8. Now, it is our hope that the favourable outcome of the NPT will contribute
to reversing the previous negative trend in the disarmament process. Focus
should be on consolidating the results of the NPT. The commitments and
promises made in the final documents must be fulfilled. In particular,
the nuclear weapon states must show that they are ready to take action.
They will be closely observed by all states, NGOs and individuals committed
to disarmament. For Sweden, the results of the Review Conference will be
the point of reference in our continued work for disarmament. We will strive
towards realizing the NPT goals in cooperation with others, including,
of course the NAC countries.
9. Finally, let me say a few words about another topic which I have
been asked to comment on: the Swedish government's cooperations with NGOs
in the field of disarmament.
The popular movement for disarmament has a long tradition in Sweden.

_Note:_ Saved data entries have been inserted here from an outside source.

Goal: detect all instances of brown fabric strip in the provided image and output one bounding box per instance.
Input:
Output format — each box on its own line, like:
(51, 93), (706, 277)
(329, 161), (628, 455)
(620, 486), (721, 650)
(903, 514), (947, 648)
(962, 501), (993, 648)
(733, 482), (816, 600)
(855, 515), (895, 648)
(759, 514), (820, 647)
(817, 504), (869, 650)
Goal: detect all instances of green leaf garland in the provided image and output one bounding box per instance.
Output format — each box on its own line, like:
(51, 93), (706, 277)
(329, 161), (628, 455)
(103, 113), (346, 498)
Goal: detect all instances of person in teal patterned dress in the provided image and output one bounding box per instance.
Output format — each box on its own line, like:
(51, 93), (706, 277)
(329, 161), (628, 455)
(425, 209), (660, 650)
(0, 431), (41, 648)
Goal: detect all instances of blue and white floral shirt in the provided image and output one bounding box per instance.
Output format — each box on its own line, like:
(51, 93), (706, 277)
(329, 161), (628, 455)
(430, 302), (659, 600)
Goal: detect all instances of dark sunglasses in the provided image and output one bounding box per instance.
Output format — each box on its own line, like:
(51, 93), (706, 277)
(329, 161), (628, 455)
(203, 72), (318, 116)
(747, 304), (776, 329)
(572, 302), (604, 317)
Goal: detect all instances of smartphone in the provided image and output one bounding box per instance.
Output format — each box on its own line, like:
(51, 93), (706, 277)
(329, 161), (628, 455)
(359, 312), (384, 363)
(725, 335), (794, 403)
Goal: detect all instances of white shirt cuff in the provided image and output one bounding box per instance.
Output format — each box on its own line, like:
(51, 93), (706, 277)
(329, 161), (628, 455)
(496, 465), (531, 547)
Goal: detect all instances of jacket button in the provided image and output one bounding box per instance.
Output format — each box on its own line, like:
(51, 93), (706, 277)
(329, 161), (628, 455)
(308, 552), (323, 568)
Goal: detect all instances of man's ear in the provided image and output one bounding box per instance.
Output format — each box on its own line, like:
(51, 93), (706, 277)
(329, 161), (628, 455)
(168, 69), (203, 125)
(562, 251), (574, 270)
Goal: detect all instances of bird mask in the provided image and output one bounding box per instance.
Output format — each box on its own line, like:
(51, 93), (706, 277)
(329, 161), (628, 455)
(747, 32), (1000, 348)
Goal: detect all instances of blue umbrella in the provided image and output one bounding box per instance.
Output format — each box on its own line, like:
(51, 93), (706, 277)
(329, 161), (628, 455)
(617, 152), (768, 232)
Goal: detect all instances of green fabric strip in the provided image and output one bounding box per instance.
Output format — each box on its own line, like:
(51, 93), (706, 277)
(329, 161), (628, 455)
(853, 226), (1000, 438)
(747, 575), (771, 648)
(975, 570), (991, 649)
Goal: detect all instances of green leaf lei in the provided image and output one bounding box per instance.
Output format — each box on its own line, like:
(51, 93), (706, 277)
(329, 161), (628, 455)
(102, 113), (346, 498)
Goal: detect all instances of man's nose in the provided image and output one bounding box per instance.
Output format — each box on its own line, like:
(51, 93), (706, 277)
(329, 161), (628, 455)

Since the 1950s, there have been different groups particularly focussed
on combatting the threats posed by nuclear weapons. The number of actively
engaged grew significantly larger during the 1980s. However, after the
end of the Cold War in Europe, the popular involvement has decreased. In
fact, the popular movement probably lost proportionally more members in
Sweden than in many other countries. To many people, there were other problems
in the world which seemed more pressing. When escalating nuclear arsenals
at last started to decrease, many therefore turned to other types of organizations.
Nevertheless, the peace movement in Sweden is still relatively strong,
and the government is eager to keep close and cooperative relations with
civil society in the field of disarmament. For instance, the Swedish Ministry
for Foreign Affairs held a meeting with some ten Swedish NGOs in preparation
for the NPT Conference. The NGOs could thereby give valueable input directly
to the members of the delegation representing Sweden at the NPT. The Ministry
for Foreign Affairs also gave financial contributions enabling NGO-representatives
to take part in the NPT Conference itself. After the conference, a new
meeting with the same ten NGOs was held, to sum up and evaluate the results.
The Ministry for Foreign Affairs made a very positive assessment of the
participation of and close contacts with the Swedish NGOs.